-
Notifications
You must be signed in to change notification settings - Fork 8
Megatron FAQ
Q: How do I create a new configuration (job type)?
A: Copy an existing configuration that are similar. Look in the job-type directory. The following properties must probably be modified:
- "parser.lineRegExp": Regular expression with variables that defines how to parse each line in the input file
- "parser.timestampFormat" and "parser.item.logTimestamp": Defines how to handle a timestamp
- "filter.*": Which filters are needed?
- "mail.*": Mail templates
Tips:
- A job type (configuration) is the same as the filename minus ".properties". Thus, "conf/job-type/ip-flowing.properties" have the job type "ip-flowing" which may be specified at the command line.
- If some property does not make sense, check the comment in megatron-globals.properties. Search for the property in all "conf/job-type/*.properties" files to see how it is used.
Q: How do I debug a new configuration (job type)?
A: The most common problem is parsing errors. Search for the following text in the log file: "Expanded reg-exp (parser.lineRegExp)". This logline contains the expression from "parser.lineRegExp" with its variables expanded (each variable is a regular expression). Test this expanded regular expression with a couple of lines in the input file. Each group should match a variable. An interactive regular expression tester is very handy in this process, and a good one is the Eclipse plugin QuickREx. The following steps will install QuickREx in Eclipse:
- Help - Install New Software...
- Paste the following URL in "Work with:" input field and then press "Add...":
http://www.bastian-bergerhoff.com/eclipse/features
- Accept license plus other stuff
- Window - Show View - Other... + Select "QuickREx" in tree
Other popular regular expression tools are the following:
- The Regulator - Windows
- Kodos - Cross-platform (Python)
- Kiki - Ubuntu
- gskinner.com/RegExr - Online Flash application
Q: How do I turn off debug logging?
A: Edit the file "log4j.properties":
-
Replace "DEBUG" with "INFO" for the property "log4j.rootLogger" and "log4j.logger.se.sitic".
-
Remove "CONSOLE" for the property "log4j.appender.se.sitic" to turn off logging to stdout.
In production the following config changes are recommended:
log4j.rootLogger=INFO, FILE
log4j.appender.se.sitic=FILE
log4j.logger.se.sitic=INFO
Q: Running a file with several thousands lines takes too long time. How can I get better performance?

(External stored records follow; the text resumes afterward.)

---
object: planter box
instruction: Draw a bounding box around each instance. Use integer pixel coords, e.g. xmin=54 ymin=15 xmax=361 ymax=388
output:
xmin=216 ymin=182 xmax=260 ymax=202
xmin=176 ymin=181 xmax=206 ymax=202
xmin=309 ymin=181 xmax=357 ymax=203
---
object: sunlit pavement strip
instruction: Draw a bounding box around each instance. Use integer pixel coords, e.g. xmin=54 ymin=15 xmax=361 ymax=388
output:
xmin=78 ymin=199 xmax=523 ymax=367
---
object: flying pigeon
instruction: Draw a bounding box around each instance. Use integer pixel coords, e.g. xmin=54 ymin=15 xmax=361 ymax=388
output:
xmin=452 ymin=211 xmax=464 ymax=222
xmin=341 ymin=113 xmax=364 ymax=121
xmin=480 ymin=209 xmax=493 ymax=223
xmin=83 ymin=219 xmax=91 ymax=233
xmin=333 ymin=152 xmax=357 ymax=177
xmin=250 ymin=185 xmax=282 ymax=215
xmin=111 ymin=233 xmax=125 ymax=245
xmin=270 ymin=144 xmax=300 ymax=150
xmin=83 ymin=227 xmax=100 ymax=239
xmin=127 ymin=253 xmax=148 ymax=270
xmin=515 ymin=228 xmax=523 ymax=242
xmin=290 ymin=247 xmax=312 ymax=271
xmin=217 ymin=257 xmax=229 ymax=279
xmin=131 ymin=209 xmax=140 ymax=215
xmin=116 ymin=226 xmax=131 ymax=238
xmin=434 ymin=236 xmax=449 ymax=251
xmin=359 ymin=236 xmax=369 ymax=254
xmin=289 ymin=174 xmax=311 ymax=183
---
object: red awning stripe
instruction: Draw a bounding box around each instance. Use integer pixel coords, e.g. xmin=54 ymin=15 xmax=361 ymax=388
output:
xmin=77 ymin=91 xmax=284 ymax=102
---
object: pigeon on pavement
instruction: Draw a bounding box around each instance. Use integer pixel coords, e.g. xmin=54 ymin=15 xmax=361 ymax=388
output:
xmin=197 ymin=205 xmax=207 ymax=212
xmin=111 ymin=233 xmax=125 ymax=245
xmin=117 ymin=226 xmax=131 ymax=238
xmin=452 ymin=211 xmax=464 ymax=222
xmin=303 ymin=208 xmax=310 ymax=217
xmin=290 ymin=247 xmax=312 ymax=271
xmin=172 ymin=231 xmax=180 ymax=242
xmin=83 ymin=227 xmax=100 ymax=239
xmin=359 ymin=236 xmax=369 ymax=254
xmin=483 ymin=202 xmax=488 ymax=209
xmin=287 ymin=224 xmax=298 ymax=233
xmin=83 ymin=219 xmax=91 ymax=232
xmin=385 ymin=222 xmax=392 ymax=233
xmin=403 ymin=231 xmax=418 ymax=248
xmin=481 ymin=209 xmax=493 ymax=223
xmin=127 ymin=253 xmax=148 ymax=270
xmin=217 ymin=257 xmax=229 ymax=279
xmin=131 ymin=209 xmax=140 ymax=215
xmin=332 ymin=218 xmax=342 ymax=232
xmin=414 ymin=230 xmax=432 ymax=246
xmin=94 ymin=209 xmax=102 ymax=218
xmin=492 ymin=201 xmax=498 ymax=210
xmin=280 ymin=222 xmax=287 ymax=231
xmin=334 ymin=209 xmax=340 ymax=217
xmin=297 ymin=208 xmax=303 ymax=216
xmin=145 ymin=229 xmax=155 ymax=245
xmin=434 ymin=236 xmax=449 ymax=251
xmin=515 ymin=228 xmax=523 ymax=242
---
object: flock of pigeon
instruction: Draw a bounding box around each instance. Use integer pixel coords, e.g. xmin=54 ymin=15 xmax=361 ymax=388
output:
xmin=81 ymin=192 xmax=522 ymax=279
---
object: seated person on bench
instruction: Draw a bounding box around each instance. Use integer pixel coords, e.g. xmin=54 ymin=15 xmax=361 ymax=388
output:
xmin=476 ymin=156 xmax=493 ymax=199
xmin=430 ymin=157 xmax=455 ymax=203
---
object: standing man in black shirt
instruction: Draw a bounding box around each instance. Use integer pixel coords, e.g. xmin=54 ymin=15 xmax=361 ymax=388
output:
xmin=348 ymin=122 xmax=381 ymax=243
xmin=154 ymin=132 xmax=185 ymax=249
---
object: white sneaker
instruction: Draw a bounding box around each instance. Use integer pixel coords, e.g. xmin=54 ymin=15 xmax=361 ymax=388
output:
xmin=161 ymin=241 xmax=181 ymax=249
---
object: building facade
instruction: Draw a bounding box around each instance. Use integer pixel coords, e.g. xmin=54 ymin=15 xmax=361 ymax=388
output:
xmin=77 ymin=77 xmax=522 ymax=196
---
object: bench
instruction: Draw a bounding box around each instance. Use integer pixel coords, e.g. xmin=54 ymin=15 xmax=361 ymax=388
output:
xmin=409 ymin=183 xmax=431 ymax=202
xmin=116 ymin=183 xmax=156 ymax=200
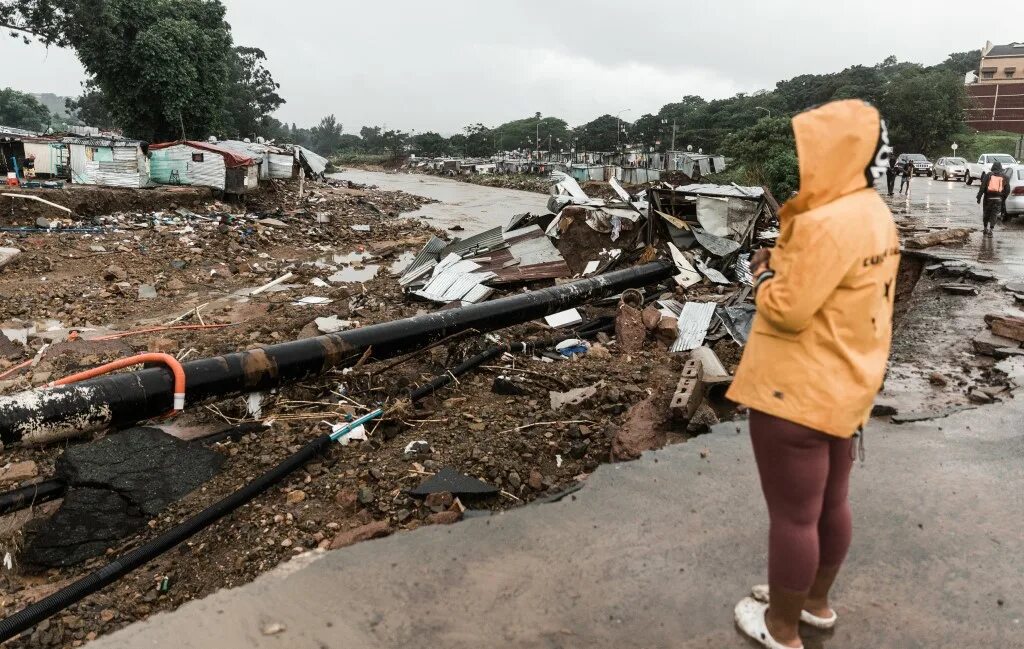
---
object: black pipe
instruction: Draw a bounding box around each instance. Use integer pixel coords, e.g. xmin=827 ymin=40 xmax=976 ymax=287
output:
xmin=0 ymin=260 xmax=674 ymax=447
xmin=0 ymin=480 xmax=66 ymax=516
xmin=0 ymin=333 xmax=555 ymax=643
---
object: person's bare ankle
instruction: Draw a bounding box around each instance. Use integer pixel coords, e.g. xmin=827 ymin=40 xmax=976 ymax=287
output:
xmin=765 ymin=607 xmax=802 ymax=648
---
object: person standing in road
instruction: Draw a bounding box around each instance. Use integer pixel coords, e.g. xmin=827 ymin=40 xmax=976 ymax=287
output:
xmin=898 ymin=157 xmax=913 ymax=194
xmin=976 ymin=160 xmax=1010 ymax=236
xmin=885 ymin=153 xmax=898 ymax=196
xmin=728 ymin=99 xmax=899 ymax=649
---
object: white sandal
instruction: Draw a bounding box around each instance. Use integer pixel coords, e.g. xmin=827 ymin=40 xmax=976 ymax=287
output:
xmin=751 ymin=584 xmax=838 ymax=630
xmin=734 ymin=597 xmax=804 ymax=649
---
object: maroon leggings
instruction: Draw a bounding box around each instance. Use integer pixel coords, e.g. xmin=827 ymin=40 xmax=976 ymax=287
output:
xmin=749 ymin=410 xmax=854 ymax=593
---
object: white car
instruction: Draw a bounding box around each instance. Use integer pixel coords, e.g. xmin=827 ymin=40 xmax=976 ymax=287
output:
xmin=965 ymin=153 xmax=1017 ymax=185
xmin=1006 ymin=165 xmax=1024 ymax=219
xmin=932 ymin=157 xmax=968 ymax=181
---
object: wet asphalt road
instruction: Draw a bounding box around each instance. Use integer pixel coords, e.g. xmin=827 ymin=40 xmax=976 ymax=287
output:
xmin=878 ymin=174 xmax=1024 ymax=278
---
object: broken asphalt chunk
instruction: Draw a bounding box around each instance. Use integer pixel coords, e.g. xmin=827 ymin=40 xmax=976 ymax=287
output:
xmin=940 ymin=284 xmax=979 ymax=296
xmin=409 ymin=467 xmax=499 ymax=498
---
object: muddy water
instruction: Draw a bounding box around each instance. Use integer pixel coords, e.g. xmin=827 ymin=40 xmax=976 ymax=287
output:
xmin=330 ymin=169 xmax=549 ymax=235
xmin=878 ymin=177 xmax=1024 ymax=278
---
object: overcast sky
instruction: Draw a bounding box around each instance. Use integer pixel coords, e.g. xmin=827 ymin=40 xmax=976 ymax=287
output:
xmin=2 ymin=0 xmax=1017 ymax=135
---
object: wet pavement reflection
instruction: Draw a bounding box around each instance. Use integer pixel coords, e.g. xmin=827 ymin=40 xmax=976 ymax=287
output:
xmin=877 ymin=175 xmax=1024 ymax=278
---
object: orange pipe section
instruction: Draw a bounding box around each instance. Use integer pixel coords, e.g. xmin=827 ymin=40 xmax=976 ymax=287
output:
xmin=47 ymin=353 xmax=187 ymax=411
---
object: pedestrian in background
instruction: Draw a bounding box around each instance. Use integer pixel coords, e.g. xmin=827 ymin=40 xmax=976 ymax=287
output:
xmin=898 ymin=158 xmax=913 ymax=194
xmin=729 ymin=99 xmax=899 ymax=649
xmin=976 ymin=160 xmax=1010 ymax=237
xmin=885 ymin=153 xmax=897 ymax=196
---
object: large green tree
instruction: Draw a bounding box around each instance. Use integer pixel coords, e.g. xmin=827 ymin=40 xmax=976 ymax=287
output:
xmin=0 ymin=87 xmax=50 ymax=130
xmin=411 ymin=131 xmax=448 ymax=157
xmin=492 ymin=114 xmax=569 ymax=154
xmin=309 ymin=114 xmax=343 ymax=155
xmin=3 ymin=0 xmax=283 ymax=141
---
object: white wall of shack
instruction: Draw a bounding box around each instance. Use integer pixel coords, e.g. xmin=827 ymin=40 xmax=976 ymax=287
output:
xmin=151 ymin=144 xmax=227 ymax=191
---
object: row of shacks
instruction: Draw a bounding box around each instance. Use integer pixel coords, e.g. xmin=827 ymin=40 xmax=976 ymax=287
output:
xmin=0 ymin=125 xmax=328 ymax=195
xmin=407 ymin=150 xmax=726 ymax=185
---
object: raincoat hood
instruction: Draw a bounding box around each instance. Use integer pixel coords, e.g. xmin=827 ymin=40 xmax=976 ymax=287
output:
xmin=780 ymin=99 xmax=890 ymax=219
xmin=992 ymin=160 xmax=1004 ymax=173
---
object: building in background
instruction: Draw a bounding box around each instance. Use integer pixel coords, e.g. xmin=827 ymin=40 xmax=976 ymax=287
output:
xmin=966 ymin=41 xmax=1024 ymax=134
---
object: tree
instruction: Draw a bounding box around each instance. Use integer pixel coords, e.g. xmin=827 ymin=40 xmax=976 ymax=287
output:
xmin=0 ymin=87 xmax=50 ymax=130
xmin=2 ymin=1 xmax=284 ymax=142
xmin=938 ymin=50 xmax=982 ymax=77
xmin=380 ymin=129 xmax=408 ymax=160
xmin=492 ymin=115 xmax=569 ymax=155
xmin=309 ymin=114 xmax=343 ymax=156
xmin=878 ymin=68 xmax=966 ymax=154
xmin=359 ymin=126 xmax=384 ymax=152
xmin=462 ymin=123 xmax=493 ymax=157
xmin=721 ymin=116 xmax=799 ymax=199
xmin=575 ymin=114 xmax=621 ymax=152
xmin=411 ymin=131 xmax=447 ymax=157
xmin=221 ymin=46 xmax=285 ymax=139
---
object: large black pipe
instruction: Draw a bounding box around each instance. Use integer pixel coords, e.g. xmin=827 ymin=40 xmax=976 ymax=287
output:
xmin=0 ymin=261 xmax=674 ymax=447
xmin=0 ymin=333 xmax=570 ymax=643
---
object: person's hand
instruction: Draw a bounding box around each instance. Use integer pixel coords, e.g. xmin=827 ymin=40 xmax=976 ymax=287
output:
xmin=750 ymin=248 xmax=772 ymax=276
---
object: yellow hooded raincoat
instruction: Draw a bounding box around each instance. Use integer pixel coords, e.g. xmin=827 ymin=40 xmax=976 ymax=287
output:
xmin=726 ymin=99 xmax=900 ymax=439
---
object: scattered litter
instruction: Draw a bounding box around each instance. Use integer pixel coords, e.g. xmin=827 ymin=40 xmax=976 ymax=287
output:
xmin=251 ymin=272 xmax=296 ymax=296
xmin=403 ymin=440 xmax=432 ymax=459
xmin=670 ymin=302 xmax=717 ymax=352
xmin=315 ymin=316 xmax=358 ymax=334
xmin=245 ymin=392 xmax=264 ymax=419
xmin=409 ymin=467 xmax=499 ymax=498
xmin=555 ymin=338 xmax=590 ymax=358
xmin=328 ymin=421 xmax=367 ymax=446
xmin=545 ymin=309 xmax=584 ymax=329
xmin=351 ymin=224 xmax=371 ymax=232
xmin=291 ymin=296 xmax=333 ymax=306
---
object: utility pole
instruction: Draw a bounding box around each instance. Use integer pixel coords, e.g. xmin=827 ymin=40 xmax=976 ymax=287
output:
xmin=671 ymin=118 xmax=677 ymax=152
xmin=535 ymin=112 xmax=541 ymax=162
xmin=616 ymin=108 xmax=632 ymax=153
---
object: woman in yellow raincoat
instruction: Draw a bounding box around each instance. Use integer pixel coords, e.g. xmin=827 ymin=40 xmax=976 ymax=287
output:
xmin=728 ymin=99 xmax=899 ymax=649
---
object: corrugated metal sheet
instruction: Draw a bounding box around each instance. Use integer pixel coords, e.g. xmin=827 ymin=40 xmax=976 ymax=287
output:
xmin=150 ymin=144 xmax=226 ymax=190
xmin=399 ymin=236 xmax=447 ymax=286
xmin=295 ymin=146 xmax=329 ymax=175
xmin=672 ymin=184 xmax=764 ymax=200
xmin=670 ymin=302 xmax=717 ymax=353
xmin=23 ymin=142 xmax=56 ymax=175
xmin=468 ymin=225 xmax=570 ymax=284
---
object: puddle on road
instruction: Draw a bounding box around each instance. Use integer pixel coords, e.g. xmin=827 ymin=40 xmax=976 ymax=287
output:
xmin=316 ymin=250 xmax=381 ymax=283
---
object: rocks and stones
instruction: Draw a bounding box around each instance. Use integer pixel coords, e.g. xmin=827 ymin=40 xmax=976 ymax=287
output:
xmin=0 ymin=330 xmax=25 ymax=361
xmin=655 ymin=317 xmax=679 ymax=346
xmin=403 ymin=440 xmax=432 ymax=460
xmin=967 ymin=389 xmax=994 ymax=404
xmin=0 ymin=460 xmax=39 ymax=486
xmin=615 ymin=303 xmax=646 ymax=353
xmin=1004 ymin=281 xmax=1024 ymax=294
xmin=257 ymin=218 xmax=288 ymax=229
xmin=549 ymin=381 xmax=604 ymax=411
xmin=169 ymin=259 xmax=188 ymax=270
xmin=103 ymin=265 xmax=128 ymax=282
xmin=409 ymin=467 xmax=498 ymax=499
xmin=932 ymin=260 xmax=971 ymax=278
xmin=686 ymin=401 xmax=720 ymax=434
xmin=328 ymin=520 xmax=392 ymax=550
xmin=973 ymin=330 xmax=1018 ymax=356
xmin=641 ymin=305 xmax=663 ymax=330
xmin=892 ymin=406 xmax=975 ymax=425
xmin=492 ymin=376 xmax=529 ymax=396
xmin=905 ymin=228 xmax=971 ymax=249
xmin=940 ymin=284 xmax=979 ymax=296
xmin=424 ymin=491 xmax=453 ymax=512
xmin=286 ymin=490 xmax=307 ymax=504
xmin=315 ymin=316 xmax=357 ymax=334
xmin=528 ymin=469 xmax=543 ymax=491
xmin=138 ymin=284 xmax=158 ymax=300
xmin=612 ymin=395 xmax=669 ymax=461
xmin=165 ymin=278 xmax=186 ymax=292
xmin=871 ymin=403 xmax=898 ymax=417
xmin=35 ymin=217 xmax=52 ymax=229
xmin=22 ymin=427 xmax=225 ymax=567
xmin=965 ymin=268 xmax=996 ymax=282
xmin=426 ymin=511 xmax=461 ymax=525
xmin=357 ymin=486 xmax=375 ymax=505
xmin=985 ymin=314 xmax=1024 ymax=343
xmin=928 ymin=372 xmax=949 ymax=387
xmin=993 ymin=347 xmax=1024 ymax=360
xmin=0 ymin=247 xmax=20 ymax=271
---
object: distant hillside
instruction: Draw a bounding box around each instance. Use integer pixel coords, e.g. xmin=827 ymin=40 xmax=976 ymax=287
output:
xmin=32 ymin=93 xmax=73 ymax=119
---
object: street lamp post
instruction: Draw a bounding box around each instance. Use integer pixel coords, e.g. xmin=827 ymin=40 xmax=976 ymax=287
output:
xmin=616 ymin=108 xmax=632 ymax=153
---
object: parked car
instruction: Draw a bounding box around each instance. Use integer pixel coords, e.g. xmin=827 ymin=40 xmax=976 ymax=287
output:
xmin=932 ymin=156 xmax=968 ymax=181
xmin=1005 ymin=165 xmax=1024 ymax=219
xmin=895 ymin=153 xmax=933 ymax=177
xmin=965 ymin=153 xmax=1018 ymax=185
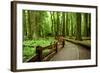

A: DNS queries are the only lookups that are done "over the wire" and not local. Thus, fewer DNS queries can result in significant better performance, which can be achieved in the following ways:
-
Use MultithreadedDnsProcessor: This will increase performance by a hundred times. DNS requests are done in multiple threads. Examples of configuration that uses MultithreadedDnsProcessor: ip-flowing.properties and megatron-whois-hostname.properties.
-
Fine tune properties: The following properties affects DNS performance:
- dnsJava.useDnsJava
- dnsJava.useSimpleResolver
- dnsJava.dnsServers
- dnsJava.timeOut
- fileProcessor.multithreadedDnsProcessor.noOfThreads
-
Filter before decoration: If possibly, do the filtering before the decoration step in which information will be added to the record (e.g. add a DNS name to an IP address). For example, in the configuration stopforumspam all non-Swedish IP-addresses are filtered out before decoration. This is done by using the property "filter.preDecorator.classNames.*". One drawback with this method is that IP addresses that is hosted in a country other than Sweden but have a ".se" DNS name will be missed. Use the property "filter.preStorage.classNames.*" to filter after decoration (see e.g. surfcert-ids).
-
Turn off DNS queries: Modifiy the property "decorator.classNames" so it does not include "HostnameDecorator" (reverse DNS lookup) or "IpAddressDecorator" (forward DNS lookup). Example: the job type ip-flowing-fast skips DNS queries while ip-flowing do DNS queries.
-
Diff input files: If an input source is run regularly, e.g. once a day, the file can be diffed and only the new lines are processed. Use the "DiffProcessor", for example:
fileProcessor.classNames.0=se.sitic.megatron.fileprocessor.DiffProcessor
Q: Many references to Sitic exists. What is Sitic?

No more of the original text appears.